Introduction to Program Synthesis

© Armando Solar-Lezama. 2022. All rights reserved. © Theo X. Olausson. 2025. All rights reserved.

TODO:

Changelog:

Lecture 14: Program Synthesis with Reinforcement Learning

In the preceding lectures, we have seen how to use language models to produce programs from specifications. We didn't talk much about how these models are trained in the first place, but that was simply because the training process is not itself that interesting: we essentially have a (incredibly vast) corpus of text, i.e. strings $t_1 \ldots t_n$, and we use supervised learning to maximize $p_\theta(t_i | t_1 \ldots t_{i-1})$ for all $i$. The fact that training the model in this simplistic fashion on large mixes of natural language and programs elicits a general capacity to turn textual specifications into programs is a remarkable event, but unfortunately it is not the focus of this course.

There is however another way to train a model to produce programs, and that is by using reinforcement learning (RL). Unlike the supervised learning approach, RL does not require a corpus of programs to train on. Instead, the idea is that the model has access to an environment that produces rewards or penalties for every action that the model takes. This allows for a form of self-training, where the model discovers the best (i.e., most rewarding) actions to take in different situations.
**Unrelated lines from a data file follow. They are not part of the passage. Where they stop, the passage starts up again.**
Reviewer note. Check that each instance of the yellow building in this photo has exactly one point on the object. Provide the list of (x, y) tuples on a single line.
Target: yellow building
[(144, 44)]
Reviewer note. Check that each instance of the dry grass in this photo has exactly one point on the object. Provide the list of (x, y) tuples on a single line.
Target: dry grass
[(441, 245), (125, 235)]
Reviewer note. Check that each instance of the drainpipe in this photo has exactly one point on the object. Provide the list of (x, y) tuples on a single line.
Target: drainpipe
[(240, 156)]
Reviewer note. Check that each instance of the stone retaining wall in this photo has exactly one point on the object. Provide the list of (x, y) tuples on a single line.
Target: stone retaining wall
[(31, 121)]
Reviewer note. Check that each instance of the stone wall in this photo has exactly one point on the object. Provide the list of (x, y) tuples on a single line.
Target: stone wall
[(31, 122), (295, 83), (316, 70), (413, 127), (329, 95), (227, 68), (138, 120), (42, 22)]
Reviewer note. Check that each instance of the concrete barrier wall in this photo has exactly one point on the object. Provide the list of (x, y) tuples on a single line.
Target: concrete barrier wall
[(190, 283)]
A reinforement learning primer

In reinforcement learning, the goal is to learn how to control an agent interacting with a possibly non-deterministic environment. The environment is defined by a state space $\mathcal{S}$ and a transition function $T : S \times \mathcal{A} \times S \rightarrow \mathbb{R}$. Given a source state $s$ an action $a$ and a target state $s'$, the function $T(s, a, s')$ is equal to the probability that if the agent in a state $s$ and it performs an action $a$, that it will transition to state $s'$. In order for $T$ to be well formed, it must be the case that for all initial states and all actions, the sum of $T$ over all target states should add up to 1. \[ \forall s. \forall a. \left(\sum_{s'} T(s, a, s') \right) = 1 \]

In most practical applications of RL, the environment is represented with a simulator— a complex piece of code that is not differentiable or analyzable and that internally keeps track of the state of the system. For example, if we want to train an agent to play pong, the state would be the position of the ball and the paddles. The actions would correspond to the commands to move the paddle up or down, and the transition function would be the simulator that determines the next state from the current state and the action. The uncertainty in pong comes from the adversary, which may behave non-deterministically.
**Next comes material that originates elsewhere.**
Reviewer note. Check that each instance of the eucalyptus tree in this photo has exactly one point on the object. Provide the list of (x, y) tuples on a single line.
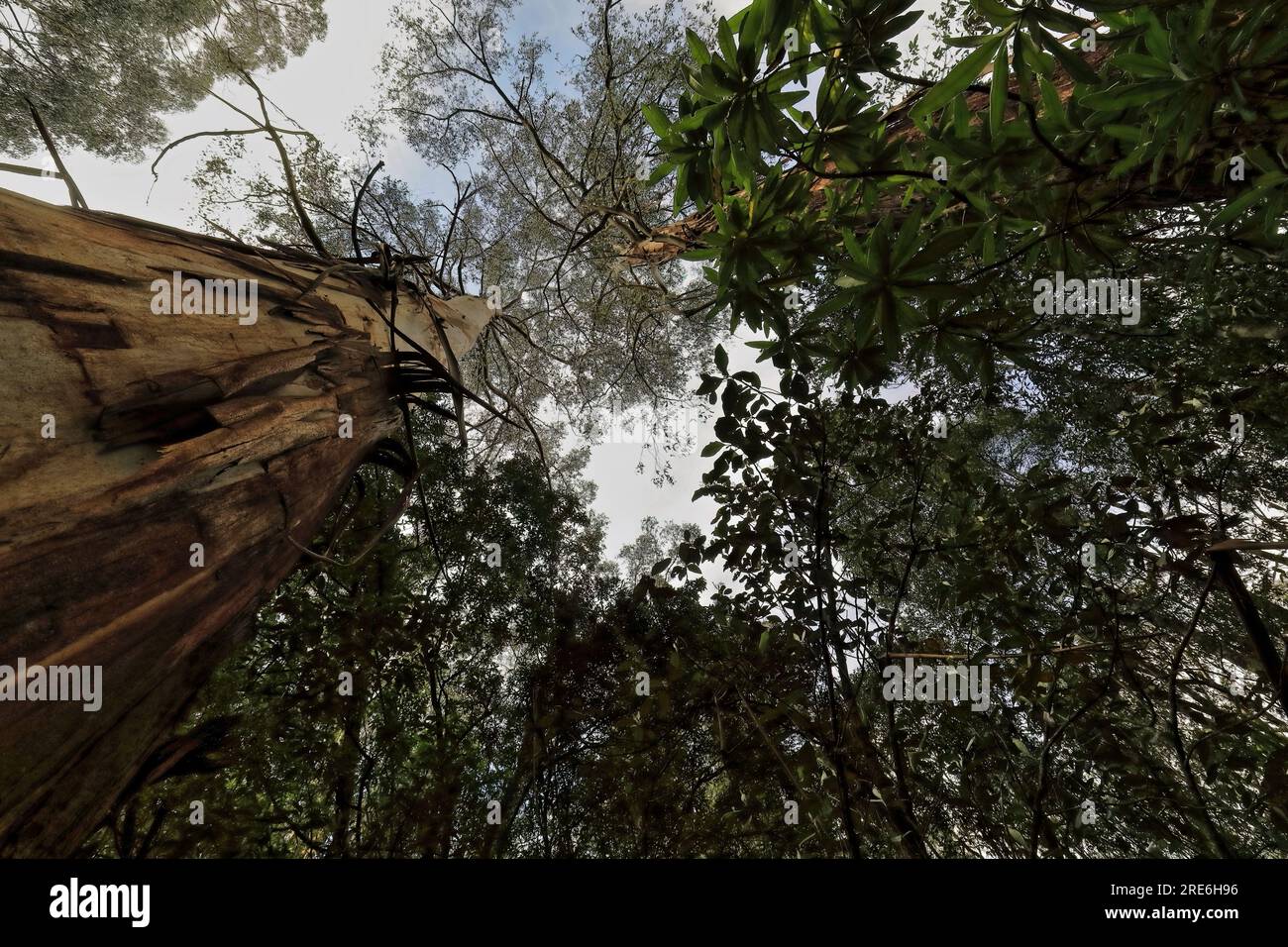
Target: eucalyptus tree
[(99, 75)]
The goal in RL is to learn a policy $\pi: \mathcal{S} \rightarrow \mathcal{A}$ that for each state determines an action for the agent and which maximizes a reward $R: \mathcal{S} \times \mathcal{A} \rightarrow \mathbb{R}$ that assigns a score to each state action pair. In most interesting applications of RL, the reward is sparse, only a handful of state/actions have non-zero rewards. For example, in pong, you may get a reward every time your paddle hits the ball. In the case of some games, the reward may be zero until you reach the end of the game—only at that point you get a positive or negative reward depending on whether you won or lost.
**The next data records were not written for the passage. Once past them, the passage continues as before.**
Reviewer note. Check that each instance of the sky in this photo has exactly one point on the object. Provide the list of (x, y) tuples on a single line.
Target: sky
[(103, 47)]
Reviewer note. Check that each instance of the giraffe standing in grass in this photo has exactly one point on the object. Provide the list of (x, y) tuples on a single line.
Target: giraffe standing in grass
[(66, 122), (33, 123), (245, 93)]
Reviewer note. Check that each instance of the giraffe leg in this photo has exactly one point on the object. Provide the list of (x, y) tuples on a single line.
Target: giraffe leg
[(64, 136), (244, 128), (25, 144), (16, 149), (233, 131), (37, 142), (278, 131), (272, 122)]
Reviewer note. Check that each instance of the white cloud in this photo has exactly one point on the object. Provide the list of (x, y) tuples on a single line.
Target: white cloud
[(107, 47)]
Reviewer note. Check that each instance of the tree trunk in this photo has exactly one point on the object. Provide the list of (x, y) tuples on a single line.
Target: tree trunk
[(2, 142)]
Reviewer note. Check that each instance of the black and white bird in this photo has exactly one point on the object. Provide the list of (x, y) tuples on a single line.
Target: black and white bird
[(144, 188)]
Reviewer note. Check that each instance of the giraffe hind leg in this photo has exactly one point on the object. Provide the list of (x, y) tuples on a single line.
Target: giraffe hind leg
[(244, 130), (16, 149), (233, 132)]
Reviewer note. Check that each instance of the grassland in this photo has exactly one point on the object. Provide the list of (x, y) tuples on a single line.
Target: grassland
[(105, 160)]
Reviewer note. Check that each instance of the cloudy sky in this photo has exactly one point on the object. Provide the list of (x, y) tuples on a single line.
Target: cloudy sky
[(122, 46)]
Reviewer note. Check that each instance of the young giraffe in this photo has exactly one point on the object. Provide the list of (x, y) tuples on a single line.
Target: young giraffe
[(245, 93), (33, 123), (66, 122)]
In learning a policy, it is often useful to compute a value function. A value function $V_\pi(s)$ computes the expected reward if you follow a policy $\pi$ starting from state $s$. For an infinite horizon game—a game that you expect to play forever, or at least for a very long time —it is common to compute a discounted reward. This means that a reward gets multiplied by a value $\gamma < 1$ after every timestep, so rewards far into the future are less valuable than immediate rewards. This means the value function will satisfy the following recurrence relation: \[ V_\pi(s) = R(s, \pi(s)) + \gamma * \left( \sum_{s'} T(s, \pi(s), s')* V_\pi(s') \right) \] So the reward at state $s$ is the reward for the action we take at state $s$ plus the discounted reward from the states we transition to from $s$.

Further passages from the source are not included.